Jeanine braces herself against the desk, spluttering and gasping. She rubs her throat, which is bright red with Tobias's fingerprints. No matter how mechanical she seems, she's still human; there are tears in her eyes as she takes a box from her desk drawer and opens it, revealing a needle and syringe.
Still breathing heavily, she carries it toward Tobias. Tobias grits his teeth and elbows one of the guards in the face. The guard slams the heel of his gun into the side of Tobias's head, and Jeanine sticks the needle into Tobias's neck. He goes limp.
A sound escapes my mouth, not a sob or a scream, but a croaking, scraping moan that sounds detached, like it is coming from someone else.
"Let him up," says Jeanine, her voice scratchy.
The guard gets up, and so does Tobias. He does not look like the sleepwalking Dauntless soldiers; his eyes are alert. He looks around for a few seconds as if confused by what he sees.
"Tobias," I say. "Tobias!"
"He doesn't know you," says Jeanine.
Tobias looks over his shoulder. His eyes narrow and he starts toward me, fast. Before the guards can stop him, he closes a hand around my throat, squeezing my trachea with his fingertips. I choke, my face hot with blood.
"The simulation manipulates him," says Jeanine. I can barely hear her over the pounding in my ears. "By altering what he sees-making him confuse enemy with friend."
One of the guards pulls Tobias off me. I gasp, drawing a rattling breath into my lungs.

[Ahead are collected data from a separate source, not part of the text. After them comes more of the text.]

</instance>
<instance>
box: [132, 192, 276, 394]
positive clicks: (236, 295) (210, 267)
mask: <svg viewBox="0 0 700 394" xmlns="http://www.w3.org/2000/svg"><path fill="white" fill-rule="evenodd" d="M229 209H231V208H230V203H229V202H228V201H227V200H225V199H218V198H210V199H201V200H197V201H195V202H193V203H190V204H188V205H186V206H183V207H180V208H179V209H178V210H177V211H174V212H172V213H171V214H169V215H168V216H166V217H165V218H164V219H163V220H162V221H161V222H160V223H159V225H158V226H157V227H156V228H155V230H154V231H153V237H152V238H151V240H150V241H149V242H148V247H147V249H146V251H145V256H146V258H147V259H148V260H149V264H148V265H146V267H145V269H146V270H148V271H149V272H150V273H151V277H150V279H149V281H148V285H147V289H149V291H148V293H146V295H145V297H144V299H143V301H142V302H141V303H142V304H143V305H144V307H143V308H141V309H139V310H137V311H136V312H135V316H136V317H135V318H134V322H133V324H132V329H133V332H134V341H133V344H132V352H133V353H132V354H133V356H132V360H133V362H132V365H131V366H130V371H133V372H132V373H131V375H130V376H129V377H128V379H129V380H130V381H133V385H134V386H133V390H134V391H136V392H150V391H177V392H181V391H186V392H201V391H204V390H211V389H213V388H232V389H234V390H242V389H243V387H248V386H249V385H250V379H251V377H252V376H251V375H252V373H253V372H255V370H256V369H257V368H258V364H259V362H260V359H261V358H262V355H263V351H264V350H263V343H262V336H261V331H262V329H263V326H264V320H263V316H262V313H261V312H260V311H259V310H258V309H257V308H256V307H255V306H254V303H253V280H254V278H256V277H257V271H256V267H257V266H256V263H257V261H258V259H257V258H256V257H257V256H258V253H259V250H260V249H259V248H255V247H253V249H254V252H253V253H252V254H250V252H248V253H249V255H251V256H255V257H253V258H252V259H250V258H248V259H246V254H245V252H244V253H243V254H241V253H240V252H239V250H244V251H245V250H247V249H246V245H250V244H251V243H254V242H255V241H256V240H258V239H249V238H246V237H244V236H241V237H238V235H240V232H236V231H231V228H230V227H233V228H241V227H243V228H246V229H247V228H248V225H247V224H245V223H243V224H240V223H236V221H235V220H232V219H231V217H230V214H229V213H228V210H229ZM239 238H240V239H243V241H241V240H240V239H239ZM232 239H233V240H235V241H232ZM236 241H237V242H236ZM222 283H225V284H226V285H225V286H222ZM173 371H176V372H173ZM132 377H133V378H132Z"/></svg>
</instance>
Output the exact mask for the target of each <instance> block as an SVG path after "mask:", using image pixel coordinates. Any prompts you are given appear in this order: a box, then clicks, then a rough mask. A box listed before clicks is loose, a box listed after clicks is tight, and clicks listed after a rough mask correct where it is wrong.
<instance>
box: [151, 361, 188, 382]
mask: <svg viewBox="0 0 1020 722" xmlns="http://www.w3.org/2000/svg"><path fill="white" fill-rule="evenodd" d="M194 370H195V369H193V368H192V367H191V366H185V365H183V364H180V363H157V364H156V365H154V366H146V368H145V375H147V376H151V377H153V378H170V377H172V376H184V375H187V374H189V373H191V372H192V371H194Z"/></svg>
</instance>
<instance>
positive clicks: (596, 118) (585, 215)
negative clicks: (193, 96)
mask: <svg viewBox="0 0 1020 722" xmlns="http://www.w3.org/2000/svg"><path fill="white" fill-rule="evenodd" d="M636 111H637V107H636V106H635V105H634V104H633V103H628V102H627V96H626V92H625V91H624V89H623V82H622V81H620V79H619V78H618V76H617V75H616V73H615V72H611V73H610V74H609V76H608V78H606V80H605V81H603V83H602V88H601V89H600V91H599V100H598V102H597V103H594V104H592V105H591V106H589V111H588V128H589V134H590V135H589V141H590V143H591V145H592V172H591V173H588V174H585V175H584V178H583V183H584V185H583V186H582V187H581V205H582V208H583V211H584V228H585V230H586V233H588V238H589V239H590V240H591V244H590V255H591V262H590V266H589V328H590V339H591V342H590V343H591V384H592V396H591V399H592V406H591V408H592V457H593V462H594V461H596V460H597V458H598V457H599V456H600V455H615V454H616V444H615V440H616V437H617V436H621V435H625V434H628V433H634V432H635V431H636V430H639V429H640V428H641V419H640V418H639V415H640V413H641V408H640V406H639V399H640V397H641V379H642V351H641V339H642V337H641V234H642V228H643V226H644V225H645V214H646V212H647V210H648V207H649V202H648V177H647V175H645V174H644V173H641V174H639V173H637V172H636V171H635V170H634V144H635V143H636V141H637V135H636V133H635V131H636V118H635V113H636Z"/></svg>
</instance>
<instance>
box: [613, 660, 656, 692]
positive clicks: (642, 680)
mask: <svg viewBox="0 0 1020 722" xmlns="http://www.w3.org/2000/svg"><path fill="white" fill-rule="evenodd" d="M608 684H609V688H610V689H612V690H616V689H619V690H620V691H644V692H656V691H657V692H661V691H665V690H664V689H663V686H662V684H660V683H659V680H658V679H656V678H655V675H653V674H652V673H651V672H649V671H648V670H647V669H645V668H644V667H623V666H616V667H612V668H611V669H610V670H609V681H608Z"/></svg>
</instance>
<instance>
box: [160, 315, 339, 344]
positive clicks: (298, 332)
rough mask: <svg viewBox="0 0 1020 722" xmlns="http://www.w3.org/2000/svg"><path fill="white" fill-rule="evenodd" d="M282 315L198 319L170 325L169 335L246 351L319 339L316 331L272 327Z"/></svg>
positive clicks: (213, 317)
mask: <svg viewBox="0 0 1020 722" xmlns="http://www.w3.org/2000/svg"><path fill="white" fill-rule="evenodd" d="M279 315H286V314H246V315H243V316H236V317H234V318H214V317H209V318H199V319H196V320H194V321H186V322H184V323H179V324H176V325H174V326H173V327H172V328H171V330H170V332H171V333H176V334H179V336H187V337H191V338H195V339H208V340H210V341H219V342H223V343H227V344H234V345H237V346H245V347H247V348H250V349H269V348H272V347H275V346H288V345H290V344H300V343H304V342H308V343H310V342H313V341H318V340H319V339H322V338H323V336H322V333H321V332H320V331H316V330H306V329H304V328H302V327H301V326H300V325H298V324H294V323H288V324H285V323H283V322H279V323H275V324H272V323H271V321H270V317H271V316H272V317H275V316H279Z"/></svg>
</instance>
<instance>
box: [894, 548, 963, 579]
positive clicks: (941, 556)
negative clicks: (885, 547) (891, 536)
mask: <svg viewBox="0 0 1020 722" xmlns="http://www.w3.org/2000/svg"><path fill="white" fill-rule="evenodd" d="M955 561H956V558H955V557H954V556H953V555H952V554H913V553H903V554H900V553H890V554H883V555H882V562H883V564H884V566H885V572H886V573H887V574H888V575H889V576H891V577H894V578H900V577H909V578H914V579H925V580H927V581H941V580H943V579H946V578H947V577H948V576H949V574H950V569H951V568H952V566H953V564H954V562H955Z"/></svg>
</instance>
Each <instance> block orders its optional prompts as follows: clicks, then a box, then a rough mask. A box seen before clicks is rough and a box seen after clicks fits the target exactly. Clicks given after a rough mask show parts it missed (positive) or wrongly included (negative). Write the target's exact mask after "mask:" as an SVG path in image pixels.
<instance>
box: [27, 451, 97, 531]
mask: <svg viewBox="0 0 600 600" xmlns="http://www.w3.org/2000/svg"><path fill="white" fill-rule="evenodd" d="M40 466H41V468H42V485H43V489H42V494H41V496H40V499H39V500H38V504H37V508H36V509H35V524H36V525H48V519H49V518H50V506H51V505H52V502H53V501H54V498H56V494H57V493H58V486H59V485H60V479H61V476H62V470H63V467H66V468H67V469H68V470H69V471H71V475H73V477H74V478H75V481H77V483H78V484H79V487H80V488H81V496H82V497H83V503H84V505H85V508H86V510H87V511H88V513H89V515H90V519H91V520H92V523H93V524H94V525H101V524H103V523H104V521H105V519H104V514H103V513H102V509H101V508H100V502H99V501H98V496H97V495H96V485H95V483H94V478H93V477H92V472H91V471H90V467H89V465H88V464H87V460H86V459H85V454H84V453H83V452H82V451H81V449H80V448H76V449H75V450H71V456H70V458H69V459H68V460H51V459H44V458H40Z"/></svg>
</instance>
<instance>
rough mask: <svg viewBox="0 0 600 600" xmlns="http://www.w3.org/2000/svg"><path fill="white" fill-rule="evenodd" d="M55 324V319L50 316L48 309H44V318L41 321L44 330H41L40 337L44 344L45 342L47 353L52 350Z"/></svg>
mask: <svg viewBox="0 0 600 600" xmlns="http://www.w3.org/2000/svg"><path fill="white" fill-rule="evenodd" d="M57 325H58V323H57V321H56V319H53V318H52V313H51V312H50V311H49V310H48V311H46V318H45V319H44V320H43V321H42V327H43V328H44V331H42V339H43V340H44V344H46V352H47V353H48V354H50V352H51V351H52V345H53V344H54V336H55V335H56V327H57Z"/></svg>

He is gone. Controlled by the simulation, he will now murder the people he called innocent not three minutes ago. Jeanine killing him would have hurt less than this.
"The advantage to this version of the simulation," she says, her eyes alight, "is that he can act independently, and is therefore far more effective than a mindless soldier." She looks at the guards who hold Tobias back. He struggles against them, his muscles taut, his eyes focused on me, but not seeing me, not seeing me the way they used to. "Send him to the control room. We'll want a sentient being there to monitor things and, as I understand it, he used to work there."
Jeanine presses her palms together in front of her. "And take her to room B13," she says. She flaps her hand to dismiss me. That flapping hand commands my execution, but to her it is just crossing off an item from a list of tasks, the only logical progression of the particular path that she is on. She surveys me without feeling as two Dauntless soldiers pull me out of the room.
They drag me down the hallway. I feel numb inside, but outside I am a screaming, thrashing force of will. I bite a hand that belongs to the Dauntless man on my right and smile as I taste blood. Then he hits me, and there is nothing.
CHAPTER THIRTY-FIVE
I WAKE IN the dark, wedged in a hard corner. The floor beneath me is smooth and cold. I touch my throbbing head and liquid slips across my fingertips. Red-blood. When I bring my hand back down, my elbow hits a wall. Where am I?
A light flickers above me. The bulb is blue and dim when it's lit. I see the walls of a tank around me, and my shadowed reflection across from me. The room is small, with concrete walls and no windows, and I am alone in it. Well, almost-a small video camera is attached to one of the concrete walls.
I see a small opening near my feet. Connected to it is a tube, and connected to the tube, in the corner of the room, is a huge tank.
The trembling starts in my fingertips and spreads up my arms, and soon my body is shuddering.
I'm not in a simulation this time.
My right arm is numb. When I push myself out of the corner, I see a pool of blood where I was sitting. I can't panic now. I stand, leaning against a wall, and breathe. The worst thing that can happen to me now is that I drown in this tank. I press my forehead to the glass and laugh. That is the worst thing I can imagine. My laugh turns into a sob.
If I refuse to give up now, it will look brave to whoever watches me with that camera, but sometimes it isn't fighting that's brave, it's facing the death you know is coming. I sob into the glass. I'm not afraid of dying, but I want to die a different way, any other way.
It is better to scream than cry, so I scream and slam my heel into the wall behind me. My foot bounces off, and I kick again, so hard my heel throbs. I kick again and again and again, then pull back and throw my left shoulder into the wall. The impact makes the wound in my right shoulder burn like it got stuck with a hot poker.
Water trickles into the bottom of the tank.
The video camera means they're watching me-no, studying me, as only the Erudite would. To see if my reaction in reality matches my reaction in the simulation. To prove that I'm a coward.
I uncurl my fists and drop my hands. I am not a coward. I lift my head and stare at the camera across from me. If I focus on breathing, I can forget that I'm about to die. I stare at the camera until my vision narrows and it is all I see. Water tickles my ankles, then my calves, then my thighs. It rises over my fingertips. I breathe in; I breathe out. The water is soft and feels like silk.